P.S. If you're wondering why you don't see the egg white starting to ooze out while I'm cutting the membrane (second video), it is because I had bought these ducks eggs a while ago and they were sitting in the fridge, where the contents got pretty much dehydrated!!
Step 5: Treating the Cut Shell
Soak the cut egg shells in strong detergent or cleaner for at least an hour - the longer the better. It will keep critters from destroying your handiwork, especially if you live in the tropics! Washing them with soap and water like I used to do initially, was not enough and I lost a couple of my creations to lizards whose keen sense of smell attracted them to the shells!
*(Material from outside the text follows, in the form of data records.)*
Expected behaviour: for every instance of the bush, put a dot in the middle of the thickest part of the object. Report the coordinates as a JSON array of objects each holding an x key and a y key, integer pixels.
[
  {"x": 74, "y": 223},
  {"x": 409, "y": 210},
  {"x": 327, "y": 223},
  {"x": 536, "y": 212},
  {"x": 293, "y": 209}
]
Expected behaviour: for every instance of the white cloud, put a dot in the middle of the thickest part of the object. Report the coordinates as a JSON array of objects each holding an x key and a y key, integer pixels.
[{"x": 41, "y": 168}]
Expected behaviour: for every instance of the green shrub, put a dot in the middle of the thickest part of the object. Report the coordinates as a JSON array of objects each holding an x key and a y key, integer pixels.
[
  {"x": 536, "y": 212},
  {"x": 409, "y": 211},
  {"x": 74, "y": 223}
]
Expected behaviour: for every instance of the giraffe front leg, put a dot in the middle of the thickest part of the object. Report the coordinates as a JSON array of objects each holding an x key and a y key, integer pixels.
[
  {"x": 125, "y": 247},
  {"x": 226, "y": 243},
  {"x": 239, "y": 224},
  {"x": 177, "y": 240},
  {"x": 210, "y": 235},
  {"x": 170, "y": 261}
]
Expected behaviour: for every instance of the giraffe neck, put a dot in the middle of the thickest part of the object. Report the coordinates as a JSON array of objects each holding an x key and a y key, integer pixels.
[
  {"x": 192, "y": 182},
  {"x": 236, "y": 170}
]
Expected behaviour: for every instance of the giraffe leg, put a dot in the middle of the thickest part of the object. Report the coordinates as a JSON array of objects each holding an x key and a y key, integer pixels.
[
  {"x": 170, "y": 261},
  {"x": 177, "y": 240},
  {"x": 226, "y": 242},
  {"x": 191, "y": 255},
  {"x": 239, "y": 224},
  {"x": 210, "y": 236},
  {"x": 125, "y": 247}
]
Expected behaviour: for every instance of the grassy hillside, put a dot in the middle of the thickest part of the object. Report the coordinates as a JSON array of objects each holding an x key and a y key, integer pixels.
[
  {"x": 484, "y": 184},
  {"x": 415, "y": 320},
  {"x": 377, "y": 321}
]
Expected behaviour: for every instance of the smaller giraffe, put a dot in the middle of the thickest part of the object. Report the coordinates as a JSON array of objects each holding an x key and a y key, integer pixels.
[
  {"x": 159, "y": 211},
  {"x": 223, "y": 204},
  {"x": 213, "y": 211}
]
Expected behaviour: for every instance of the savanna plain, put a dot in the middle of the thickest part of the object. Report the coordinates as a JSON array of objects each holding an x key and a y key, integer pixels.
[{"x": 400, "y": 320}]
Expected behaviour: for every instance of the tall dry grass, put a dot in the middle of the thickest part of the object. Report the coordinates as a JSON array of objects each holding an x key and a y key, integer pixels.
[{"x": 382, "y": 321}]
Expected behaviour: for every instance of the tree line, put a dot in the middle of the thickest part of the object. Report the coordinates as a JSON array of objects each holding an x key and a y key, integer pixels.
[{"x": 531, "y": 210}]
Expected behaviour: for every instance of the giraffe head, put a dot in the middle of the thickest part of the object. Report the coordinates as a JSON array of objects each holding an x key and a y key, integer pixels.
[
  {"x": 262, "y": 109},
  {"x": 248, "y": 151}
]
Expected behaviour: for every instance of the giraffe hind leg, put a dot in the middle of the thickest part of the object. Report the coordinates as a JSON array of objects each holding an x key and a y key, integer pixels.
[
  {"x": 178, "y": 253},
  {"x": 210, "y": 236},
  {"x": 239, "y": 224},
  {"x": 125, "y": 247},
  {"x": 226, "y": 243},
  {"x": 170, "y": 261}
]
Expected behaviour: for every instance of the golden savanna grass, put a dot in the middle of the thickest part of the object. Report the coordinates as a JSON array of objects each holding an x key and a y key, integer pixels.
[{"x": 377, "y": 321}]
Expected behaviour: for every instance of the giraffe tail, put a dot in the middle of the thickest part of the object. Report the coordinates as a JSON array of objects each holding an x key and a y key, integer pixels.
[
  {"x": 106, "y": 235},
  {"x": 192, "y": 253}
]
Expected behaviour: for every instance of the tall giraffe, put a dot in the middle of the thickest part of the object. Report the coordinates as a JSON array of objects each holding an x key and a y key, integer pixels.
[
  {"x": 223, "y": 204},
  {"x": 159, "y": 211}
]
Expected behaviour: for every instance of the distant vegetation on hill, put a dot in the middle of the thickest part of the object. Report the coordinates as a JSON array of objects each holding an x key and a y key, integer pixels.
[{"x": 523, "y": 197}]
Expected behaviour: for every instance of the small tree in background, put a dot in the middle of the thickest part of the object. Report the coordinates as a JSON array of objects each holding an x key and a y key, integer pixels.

Yeah, those old adobe homes in Goa/India have very high roofs that are not sealed because they serve as natural ventilation. But they can also let in some unwelcome guests…
Step 6: Decorating the Egg
This is up to your imagination. You can paint or draw with markers, gel pens or colored pencils. You can do decoupage or decorate with rhinestones, Swarovski crystals or old trinkets. You can decorate with braid alone, by fashioning it into any shape using glue. Once it is dry, you can attach it to the shell. You can combine any of these methods - whatever takes your fancy!
Two of the eggs that I have included here were decorated with recycled materials - one with decoupage using pictures from some catalog that landed up in my mailbox and the other with a heart that was once a piece of junk jewelry from my youth or childhood...
I often combine acrylic paint with decoupage where it helps to blend/hide the cut edges.
Step 7: Joining the Two Halves
Some of the eggshell halves or windows are joined together using jewel box hinges that I cut in half, while I connected most of the others with metallic cord or braided/twisted embroidery floss. To do this you start at one point about midway up the edge of one half-shell and glue the braid to the edge. Keep gluing till you reach back to where you had started. At this point, hold the other half of the shell in position and continue gluing the metallic cord or floss onto the edge of this piece, following a figure of eight path between the two shells.
Don't panic if you accidentally get glue on the outer edge of the braid (between the two egg shell halves) resulting in a window that is permanently sealed! It can be easily fixed by gingerly running a razor blade between the half shells once the glue is dry.
The egg shown here was a casualty of curious little hands that sadly, were able to reach the egg while being carried by a parent! :( In this case, the metallic cord was purely decorative and the heart window was attached with a jewel box hinge that had been cut in half.